Additionally, Rails implements some security within polymorphic relationships. Only classes that are part of the relationship can be included as a postable_type:

new_post.update(postable_type: "FakeClass")=> NameError: uninitialized constant FakeClass

Warning

Polymorphic associations come with one huge red flag: compromised data integrity.

In a normal belongs_to relationship, we use foreign keys for reference in an association.

They have more power than just forming a link, though. Foreign keys also prevent referential errors by requiring that the object referenced in the foreign table does, in fact, exist.

If someone tries to create an object with a foreign key that references a null object, they will get an error.

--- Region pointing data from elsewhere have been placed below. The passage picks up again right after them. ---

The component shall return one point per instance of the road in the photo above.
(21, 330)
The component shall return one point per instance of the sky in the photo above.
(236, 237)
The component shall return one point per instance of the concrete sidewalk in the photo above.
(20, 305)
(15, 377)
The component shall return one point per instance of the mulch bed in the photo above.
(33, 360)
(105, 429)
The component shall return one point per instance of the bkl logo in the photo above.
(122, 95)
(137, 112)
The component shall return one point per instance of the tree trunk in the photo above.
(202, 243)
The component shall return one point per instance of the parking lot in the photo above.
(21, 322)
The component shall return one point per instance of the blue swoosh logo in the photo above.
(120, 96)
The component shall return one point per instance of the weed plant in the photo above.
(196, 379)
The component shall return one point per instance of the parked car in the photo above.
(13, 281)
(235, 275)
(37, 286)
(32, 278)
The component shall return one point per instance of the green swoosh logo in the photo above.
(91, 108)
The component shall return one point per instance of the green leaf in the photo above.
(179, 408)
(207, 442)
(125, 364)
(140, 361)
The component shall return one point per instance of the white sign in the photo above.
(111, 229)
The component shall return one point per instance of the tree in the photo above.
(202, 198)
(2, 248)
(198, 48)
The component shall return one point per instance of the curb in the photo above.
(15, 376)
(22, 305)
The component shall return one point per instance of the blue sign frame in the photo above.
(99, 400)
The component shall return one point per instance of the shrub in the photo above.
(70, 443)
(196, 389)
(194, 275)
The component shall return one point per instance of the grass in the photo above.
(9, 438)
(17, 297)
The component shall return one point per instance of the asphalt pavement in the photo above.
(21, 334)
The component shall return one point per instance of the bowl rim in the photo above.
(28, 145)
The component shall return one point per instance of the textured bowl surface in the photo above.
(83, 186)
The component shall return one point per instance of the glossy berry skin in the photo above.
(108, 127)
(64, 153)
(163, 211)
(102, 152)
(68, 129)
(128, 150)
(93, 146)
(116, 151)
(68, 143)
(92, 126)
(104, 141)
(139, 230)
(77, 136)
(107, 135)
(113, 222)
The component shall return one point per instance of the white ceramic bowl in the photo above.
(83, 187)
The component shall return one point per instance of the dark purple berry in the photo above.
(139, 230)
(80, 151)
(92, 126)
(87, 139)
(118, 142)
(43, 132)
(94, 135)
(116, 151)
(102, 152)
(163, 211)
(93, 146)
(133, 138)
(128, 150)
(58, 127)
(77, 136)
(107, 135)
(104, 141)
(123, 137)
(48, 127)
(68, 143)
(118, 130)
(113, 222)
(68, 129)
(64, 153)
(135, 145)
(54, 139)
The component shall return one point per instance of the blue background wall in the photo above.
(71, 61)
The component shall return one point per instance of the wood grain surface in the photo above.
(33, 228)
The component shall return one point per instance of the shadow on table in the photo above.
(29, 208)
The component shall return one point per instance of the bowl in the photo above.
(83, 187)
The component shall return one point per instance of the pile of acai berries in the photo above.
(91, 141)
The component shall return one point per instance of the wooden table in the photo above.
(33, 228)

Unfortunately, polymorphic classes can’t have foreign keys for the reasons we discussed. We use the type and id columns in place of a foreign key. This means we lose the protection that foreign keys offer.

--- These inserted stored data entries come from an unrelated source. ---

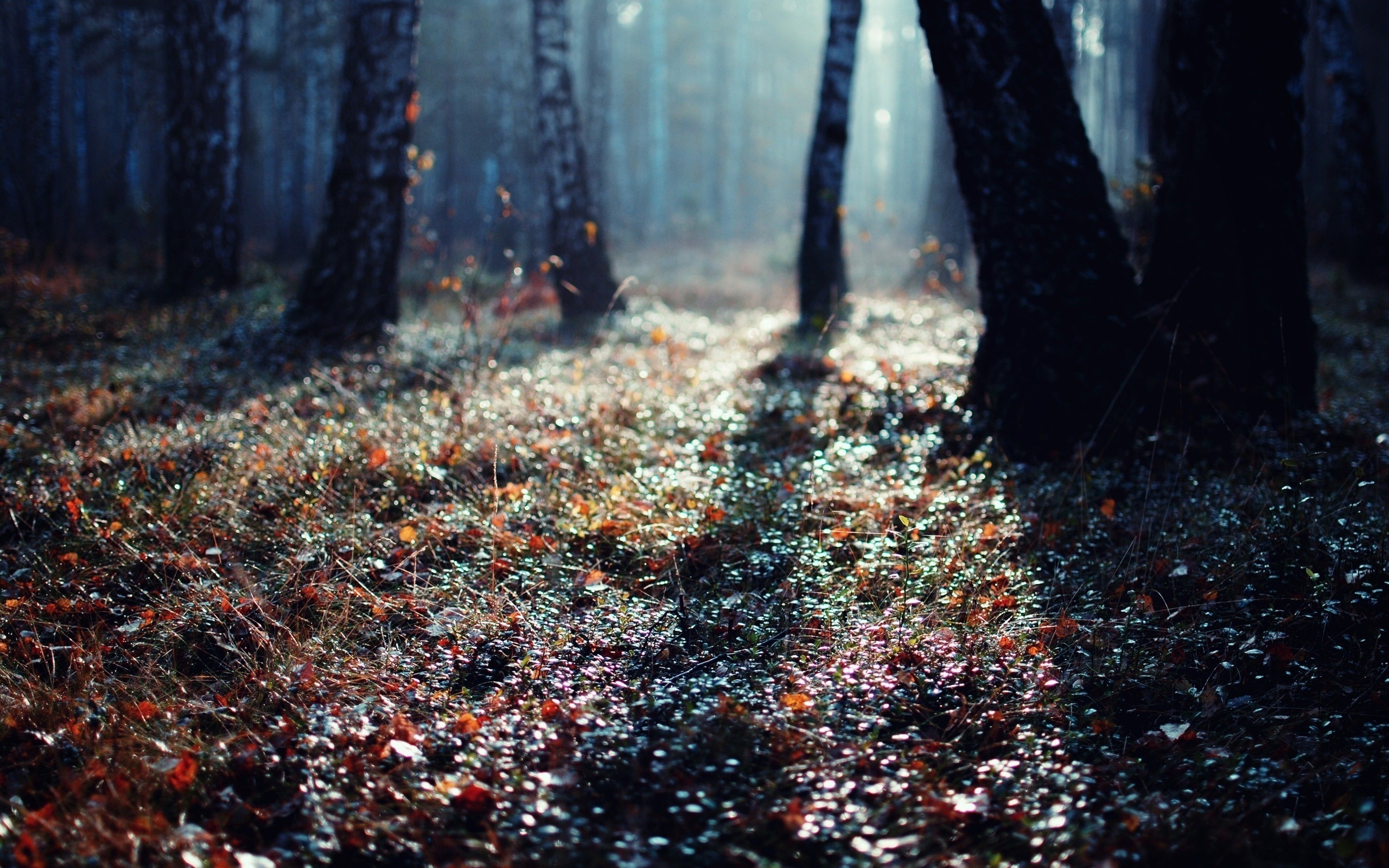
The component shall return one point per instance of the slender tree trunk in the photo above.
(351, 288)
(1063, 24)
(659, 117)
(1229, 252)
(30, 124)
(1356, 227)
(81, 169)
(735, 124)
(205, 41)
(599, 63)
(1053, 281)
(584, 276)
(820, 270)
(948, 219)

Rails and ActiveRecord help us out on the surface, but anyone with direct access to the database can create or update objects that reference null objects.

For example, check out this SQL command where a post is created even though the group it is associated with doesn’t exist.

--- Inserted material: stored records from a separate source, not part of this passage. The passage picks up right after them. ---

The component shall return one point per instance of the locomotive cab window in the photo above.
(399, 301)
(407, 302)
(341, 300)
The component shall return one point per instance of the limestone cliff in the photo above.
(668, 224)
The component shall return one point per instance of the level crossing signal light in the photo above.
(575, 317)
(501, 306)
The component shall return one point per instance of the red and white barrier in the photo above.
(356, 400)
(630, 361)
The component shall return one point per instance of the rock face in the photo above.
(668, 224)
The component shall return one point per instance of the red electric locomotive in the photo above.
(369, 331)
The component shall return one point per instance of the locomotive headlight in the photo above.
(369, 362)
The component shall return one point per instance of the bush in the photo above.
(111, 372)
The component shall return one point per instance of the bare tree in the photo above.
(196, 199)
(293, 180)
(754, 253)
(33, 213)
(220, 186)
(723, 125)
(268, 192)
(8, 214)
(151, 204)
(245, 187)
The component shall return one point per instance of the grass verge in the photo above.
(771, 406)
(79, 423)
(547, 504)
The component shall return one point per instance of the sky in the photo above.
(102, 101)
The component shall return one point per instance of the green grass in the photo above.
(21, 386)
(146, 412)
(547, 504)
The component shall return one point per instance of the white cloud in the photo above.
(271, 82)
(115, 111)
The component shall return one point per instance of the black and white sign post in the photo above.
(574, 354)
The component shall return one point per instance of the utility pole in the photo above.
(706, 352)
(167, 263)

Group.find(1000)=> ActiveRecord::RecordNotFound: Couldn't find Group with 'id'=1000
# SQLINSERT INTO POSTS (postable_type, postable_id) VALUES ('Group', 1000)=> # returns success even though the associated Group doesn't exist

Thankfully, proper application setup can prevent this from being possible. Because this is a serious issue, you should only use polymorphic associations when your database is contained. If other applications or databases need to access it, you should consider other methods.

Polymorphic association PROS:

  • Easy to scale in amount of data: information is distributed across several database tables to minimize table bloat
  • Easy to scale number of models: more models can be easily associated with the polymorphic class
  • DRY: creates one class that can be used by many other classes

Polymorphic association CONS

  • More tables can make querying more difficult and expensive as the data grows. (Finding all posts that were created in a certain time frame would need to scan all associated tables)
  • Cannot have foreign key. The id column can reference any of the associated model tables, which can slow down querying. It must work in conjunction with the type column.
  • If your tables are very large, a lot of space is used to store the string values for postable_type
  • Your data integrity is compromised.

How to know which method to use

STI and polymorphic associations have some overlap when it comes to use cases. While not the only solutions to a “tree-like” model relationship, they both have some obvious advantages.

Both the Vehicle and Postable examples could have been implemented using either method. However, there were a few reasons that made it clear which method was best in each situation.

Here are four factors to consider when deciding whether either of these methods fits your needs.

  1. Database structure. STI uses only one table for all classes in the relationship, while polymorphic associations use a table per class. Each method has its own advantages and disadvantages as the application grows.
  2. Shared data or state. STI is a great option if your models have many shared attributes. Otherwise a polymorphic association is probably the better choice.
  3. Future concerns. Consider how your application might change and grow. If you’re considering STI but think you’ll add models or model fields that deviate from the shared structure, you might want to rethink your plan. If you think your structure is likely to remain the same, STI will generally be faster for querying.
  4. Data integrity. If data is not going to be contained (one application using your database), polymorphic association is probably a bad choice because your data will be compromised.

Final Thoughts

Neither STI nor polymorphic associations are perfect. They both have pros and cons that often make one or the other more fit for associations with many models.

I wrote this article to teach myself these concepts just as much as to teach them to anyone else. If there is anything incorrect or any points you think should be mentioned, please help me and everyone else out by sharing in the comments!